Forty-nine-year-old state Controller Steve Westly hurdled right over the top of Angelides — effectively bypassing all of the party machinery — by spending his own money on millions of dollars of early and effective TV-spot advertising. While until recently unknown by the general public — even as controller — Westly has been around the Democratic Party for more than two decades. But out of virtually nowhere, Westly made himself not only a contender but also, at least initially, the front-runner. All it took was a couple of million-high stacks of dollar bills.
Always perfectly pressed, his hair neatly parted, clothed meticulously but subtly, and armed with boyish good looks, an unruffled and cool attitude and an educational pedigree competitive with Angelides’ (he’s a former Stanford student-body president), Westly isn’t at all shy about relying on his polished persona as one of his most formidable weapons.
At that Democratic State Convention, Westly systematically cruised for two solid days, shaking hands, patting backs and earnestly conversing with and listening to any and all comers. He seemed to bask in the quiet self-confidence of a man who knows he’s got an alluring and disarming personality. Nor is Westly shy about exploiting a more with-it, even hip high-tech Silicon Valley image. Prone to hyping his success with eBay as a feat that “changed the world,” as he said last week on the steps of L.A. City Hall, he sometimes gives the impression that he’d like to present himself as the smooth-and-fast-as-lightning futuristic broadband candidate compared to an obsolete dial-up Angelides.

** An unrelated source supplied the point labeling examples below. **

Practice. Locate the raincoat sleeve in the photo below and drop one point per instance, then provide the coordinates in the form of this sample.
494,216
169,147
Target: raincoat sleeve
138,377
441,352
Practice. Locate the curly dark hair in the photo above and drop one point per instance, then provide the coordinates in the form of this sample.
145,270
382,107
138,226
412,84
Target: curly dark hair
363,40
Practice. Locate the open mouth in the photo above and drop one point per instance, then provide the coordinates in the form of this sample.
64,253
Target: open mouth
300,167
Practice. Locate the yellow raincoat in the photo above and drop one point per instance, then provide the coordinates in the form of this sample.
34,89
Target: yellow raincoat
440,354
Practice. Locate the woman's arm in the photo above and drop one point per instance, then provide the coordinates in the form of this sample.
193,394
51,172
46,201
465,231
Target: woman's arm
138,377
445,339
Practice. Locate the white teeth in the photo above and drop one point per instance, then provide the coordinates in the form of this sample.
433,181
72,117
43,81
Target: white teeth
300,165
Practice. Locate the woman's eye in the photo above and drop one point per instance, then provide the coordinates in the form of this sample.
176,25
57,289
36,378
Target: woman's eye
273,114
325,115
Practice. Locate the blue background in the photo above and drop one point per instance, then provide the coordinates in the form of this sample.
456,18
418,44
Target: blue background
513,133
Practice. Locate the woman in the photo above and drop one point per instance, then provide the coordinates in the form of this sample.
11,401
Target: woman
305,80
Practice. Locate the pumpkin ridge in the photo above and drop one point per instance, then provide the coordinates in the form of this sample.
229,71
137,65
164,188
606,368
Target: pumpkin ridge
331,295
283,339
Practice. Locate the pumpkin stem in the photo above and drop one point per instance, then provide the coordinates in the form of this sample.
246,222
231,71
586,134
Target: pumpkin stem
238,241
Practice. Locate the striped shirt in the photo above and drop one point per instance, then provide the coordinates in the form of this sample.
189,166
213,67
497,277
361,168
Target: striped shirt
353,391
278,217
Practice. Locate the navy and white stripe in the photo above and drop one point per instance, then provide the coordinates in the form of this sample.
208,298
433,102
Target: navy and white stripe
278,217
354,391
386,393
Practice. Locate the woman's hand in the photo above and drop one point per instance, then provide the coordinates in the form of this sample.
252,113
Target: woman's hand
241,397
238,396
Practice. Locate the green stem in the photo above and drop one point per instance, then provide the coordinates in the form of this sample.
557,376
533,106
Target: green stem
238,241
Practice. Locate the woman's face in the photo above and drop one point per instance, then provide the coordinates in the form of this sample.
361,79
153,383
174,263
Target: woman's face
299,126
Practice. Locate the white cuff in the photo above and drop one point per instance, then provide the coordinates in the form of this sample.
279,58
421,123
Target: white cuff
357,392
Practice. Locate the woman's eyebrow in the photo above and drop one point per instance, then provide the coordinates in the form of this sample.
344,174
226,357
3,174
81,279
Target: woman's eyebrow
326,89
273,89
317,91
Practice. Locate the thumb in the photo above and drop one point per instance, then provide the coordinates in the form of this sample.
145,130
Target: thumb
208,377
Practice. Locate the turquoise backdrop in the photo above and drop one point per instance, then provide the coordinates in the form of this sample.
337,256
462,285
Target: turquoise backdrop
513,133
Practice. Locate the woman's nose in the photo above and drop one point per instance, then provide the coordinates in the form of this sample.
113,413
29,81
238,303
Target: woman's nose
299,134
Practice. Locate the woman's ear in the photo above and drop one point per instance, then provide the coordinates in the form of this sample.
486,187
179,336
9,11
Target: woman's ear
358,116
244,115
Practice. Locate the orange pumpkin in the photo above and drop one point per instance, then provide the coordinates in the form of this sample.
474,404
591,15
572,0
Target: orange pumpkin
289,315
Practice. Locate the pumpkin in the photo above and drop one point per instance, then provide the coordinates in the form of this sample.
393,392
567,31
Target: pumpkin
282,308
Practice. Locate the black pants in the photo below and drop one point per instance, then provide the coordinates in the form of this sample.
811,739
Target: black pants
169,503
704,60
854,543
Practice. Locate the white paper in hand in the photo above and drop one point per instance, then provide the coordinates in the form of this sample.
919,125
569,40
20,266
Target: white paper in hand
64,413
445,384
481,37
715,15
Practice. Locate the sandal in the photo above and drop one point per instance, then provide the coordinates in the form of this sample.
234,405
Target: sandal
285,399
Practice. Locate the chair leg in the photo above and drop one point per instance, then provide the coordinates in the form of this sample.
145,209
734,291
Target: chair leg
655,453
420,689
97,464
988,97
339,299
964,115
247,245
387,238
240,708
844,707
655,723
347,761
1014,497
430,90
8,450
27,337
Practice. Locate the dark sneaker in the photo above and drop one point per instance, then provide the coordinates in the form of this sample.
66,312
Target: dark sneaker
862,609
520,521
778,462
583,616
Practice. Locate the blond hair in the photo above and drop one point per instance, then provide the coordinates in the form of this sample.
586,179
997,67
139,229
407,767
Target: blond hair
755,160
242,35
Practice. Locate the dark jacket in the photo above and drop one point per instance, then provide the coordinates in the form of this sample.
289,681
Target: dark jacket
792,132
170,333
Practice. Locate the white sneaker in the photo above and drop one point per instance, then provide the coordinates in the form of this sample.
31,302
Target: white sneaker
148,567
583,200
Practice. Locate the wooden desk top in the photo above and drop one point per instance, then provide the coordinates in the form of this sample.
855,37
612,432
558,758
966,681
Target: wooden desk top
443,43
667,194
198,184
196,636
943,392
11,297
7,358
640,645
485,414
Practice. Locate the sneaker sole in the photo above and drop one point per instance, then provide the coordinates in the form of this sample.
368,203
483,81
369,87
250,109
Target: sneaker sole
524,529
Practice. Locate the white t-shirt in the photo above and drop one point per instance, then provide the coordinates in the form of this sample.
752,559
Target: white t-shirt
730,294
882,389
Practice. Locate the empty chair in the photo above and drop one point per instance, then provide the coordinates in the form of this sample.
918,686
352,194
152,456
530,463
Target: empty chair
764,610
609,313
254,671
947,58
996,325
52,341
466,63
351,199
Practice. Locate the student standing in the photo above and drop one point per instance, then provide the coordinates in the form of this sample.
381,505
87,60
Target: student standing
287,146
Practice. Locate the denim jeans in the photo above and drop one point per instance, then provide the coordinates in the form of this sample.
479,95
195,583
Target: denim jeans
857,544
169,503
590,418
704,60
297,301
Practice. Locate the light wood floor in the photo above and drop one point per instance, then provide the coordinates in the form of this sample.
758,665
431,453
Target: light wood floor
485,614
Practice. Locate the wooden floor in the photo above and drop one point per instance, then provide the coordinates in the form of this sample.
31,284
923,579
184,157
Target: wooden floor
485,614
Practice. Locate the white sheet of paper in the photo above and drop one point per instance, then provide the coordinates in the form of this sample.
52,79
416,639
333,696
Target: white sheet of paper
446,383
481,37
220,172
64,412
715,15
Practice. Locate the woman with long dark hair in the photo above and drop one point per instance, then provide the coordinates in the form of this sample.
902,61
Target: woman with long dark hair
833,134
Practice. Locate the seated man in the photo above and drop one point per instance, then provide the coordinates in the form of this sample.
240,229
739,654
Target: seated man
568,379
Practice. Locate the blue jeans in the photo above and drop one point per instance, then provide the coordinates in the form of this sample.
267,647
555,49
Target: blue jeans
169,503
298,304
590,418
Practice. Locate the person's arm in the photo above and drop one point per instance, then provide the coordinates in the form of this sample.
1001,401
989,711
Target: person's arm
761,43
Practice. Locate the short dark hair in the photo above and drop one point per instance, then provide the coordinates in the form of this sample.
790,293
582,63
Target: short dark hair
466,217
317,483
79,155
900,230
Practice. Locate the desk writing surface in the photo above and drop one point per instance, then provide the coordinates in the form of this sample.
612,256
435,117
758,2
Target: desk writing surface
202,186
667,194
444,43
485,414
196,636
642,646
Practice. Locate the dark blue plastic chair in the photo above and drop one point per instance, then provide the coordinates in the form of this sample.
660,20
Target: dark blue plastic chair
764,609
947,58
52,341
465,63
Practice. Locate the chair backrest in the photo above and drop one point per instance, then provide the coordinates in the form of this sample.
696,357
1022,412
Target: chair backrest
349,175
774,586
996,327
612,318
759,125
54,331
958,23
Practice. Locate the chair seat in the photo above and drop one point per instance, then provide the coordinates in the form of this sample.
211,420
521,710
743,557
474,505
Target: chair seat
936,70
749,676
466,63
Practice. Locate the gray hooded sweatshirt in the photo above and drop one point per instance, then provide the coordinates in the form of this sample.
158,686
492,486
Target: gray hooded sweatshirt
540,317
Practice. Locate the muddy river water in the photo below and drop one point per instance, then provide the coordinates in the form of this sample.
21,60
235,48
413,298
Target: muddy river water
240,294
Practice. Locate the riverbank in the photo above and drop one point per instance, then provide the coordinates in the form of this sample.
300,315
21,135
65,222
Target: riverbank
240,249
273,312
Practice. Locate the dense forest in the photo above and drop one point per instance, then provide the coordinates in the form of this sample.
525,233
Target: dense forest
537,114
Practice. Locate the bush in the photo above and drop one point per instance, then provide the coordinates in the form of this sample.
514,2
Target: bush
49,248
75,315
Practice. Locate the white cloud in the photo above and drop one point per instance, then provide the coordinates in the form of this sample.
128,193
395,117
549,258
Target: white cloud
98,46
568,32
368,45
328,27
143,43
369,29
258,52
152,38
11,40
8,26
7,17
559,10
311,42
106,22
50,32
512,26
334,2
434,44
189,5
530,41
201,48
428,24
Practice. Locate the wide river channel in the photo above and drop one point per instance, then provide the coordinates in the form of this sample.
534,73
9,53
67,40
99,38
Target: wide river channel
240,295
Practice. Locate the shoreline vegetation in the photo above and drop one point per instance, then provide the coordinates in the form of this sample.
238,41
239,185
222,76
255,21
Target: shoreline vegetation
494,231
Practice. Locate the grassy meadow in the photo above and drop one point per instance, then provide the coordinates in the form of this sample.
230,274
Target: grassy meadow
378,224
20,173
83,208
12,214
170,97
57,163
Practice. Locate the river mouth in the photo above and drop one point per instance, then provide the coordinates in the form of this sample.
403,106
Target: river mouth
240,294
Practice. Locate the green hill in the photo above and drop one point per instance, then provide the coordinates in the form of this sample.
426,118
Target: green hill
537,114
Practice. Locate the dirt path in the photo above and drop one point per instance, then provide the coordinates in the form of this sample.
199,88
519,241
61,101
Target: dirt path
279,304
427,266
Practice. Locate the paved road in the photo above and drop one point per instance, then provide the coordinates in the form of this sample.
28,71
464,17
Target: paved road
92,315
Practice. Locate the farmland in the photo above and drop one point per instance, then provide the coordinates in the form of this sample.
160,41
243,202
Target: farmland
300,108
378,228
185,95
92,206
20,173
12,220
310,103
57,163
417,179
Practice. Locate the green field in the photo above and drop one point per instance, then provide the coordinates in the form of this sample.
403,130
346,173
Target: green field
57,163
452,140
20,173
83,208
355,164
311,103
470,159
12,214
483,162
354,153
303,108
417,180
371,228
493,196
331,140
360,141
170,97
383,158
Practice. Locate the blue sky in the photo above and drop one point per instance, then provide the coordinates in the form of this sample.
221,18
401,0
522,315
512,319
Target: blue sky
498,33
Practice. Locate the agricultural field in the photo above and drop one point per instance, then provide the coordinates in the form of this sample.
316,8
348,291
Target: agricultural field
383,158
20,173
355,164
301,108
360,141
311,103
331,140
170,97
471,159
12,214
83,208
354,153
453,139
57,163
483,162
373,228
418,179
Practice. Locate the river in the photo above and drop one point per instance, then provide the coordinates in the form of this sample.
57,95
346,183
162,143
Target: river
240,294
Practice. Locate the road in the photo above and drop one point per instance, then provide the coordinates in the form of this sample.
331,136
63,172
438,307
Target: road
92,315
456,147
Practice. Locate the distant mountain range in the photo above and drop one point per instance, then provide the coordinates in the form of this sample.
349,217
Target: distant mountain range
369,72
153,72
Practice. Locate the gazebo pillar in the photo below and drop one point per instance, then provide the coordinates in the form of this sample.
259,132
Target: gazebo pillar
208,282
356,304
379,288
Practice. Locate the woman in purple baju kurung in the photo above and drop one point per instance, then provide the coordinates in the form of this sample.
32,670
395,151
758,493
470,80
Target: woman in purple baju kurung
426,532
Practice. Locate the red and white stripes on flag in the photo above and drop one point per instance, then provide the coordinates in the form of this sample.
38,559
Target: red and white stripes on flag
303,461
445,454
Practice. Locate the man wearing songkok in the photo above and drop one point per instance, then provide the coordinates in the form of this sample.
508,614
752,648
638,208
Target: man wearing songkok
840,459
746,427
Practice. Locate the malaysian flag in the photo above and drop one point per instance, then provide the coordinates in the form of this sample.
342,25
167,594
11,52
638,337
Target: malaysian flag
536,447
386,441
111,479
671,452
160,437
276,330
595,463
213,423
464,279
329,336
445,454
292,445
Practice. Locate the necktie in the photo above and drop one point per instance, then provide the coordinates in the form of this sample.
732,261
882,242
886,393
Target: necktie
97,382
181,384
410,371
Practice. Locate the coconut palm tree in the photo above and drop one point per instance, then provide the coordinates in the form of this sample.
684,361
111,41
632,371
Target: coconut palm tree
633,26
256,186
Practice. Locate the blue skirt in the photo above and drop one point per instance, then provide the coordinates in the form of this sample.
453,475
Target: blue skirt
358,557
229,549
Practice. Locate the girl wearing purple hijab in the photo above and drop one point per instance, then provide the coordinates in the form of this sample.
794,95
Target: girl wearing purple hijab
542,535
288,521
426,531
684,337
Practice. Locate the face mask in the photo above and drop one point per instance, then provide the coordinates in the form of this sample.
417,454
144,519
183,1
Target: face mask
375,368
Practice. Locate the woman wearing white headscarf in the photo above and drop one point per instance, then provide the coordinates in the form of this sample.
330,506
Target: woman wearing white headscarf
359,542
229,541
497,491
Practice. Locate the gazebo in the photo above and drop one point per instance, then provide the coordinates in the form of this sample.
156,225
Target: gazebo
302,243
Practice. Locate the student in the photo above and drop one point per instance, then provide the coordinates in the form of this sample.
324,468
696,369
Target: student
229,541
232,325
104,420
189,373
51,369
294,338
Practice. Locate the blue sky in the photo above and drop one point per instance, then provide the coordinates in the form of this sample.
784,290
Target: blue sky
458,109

Westly’s favorite campaign one-liner, “I’m the only candidate who can beat Arnold Schwarzenegger,” has clear ideological overtones, implying that Westly’s less partisan, more moderate positioning as a “common-sense, pragmatic problem solver” has broader appeal than Angelides’ ultra-Democratic pitch. But Westly’s one-liner also carries another, more indirect but implicit message. Something like, “Hey, I’m the one who is likable and appealing, and the other guy isn’t.”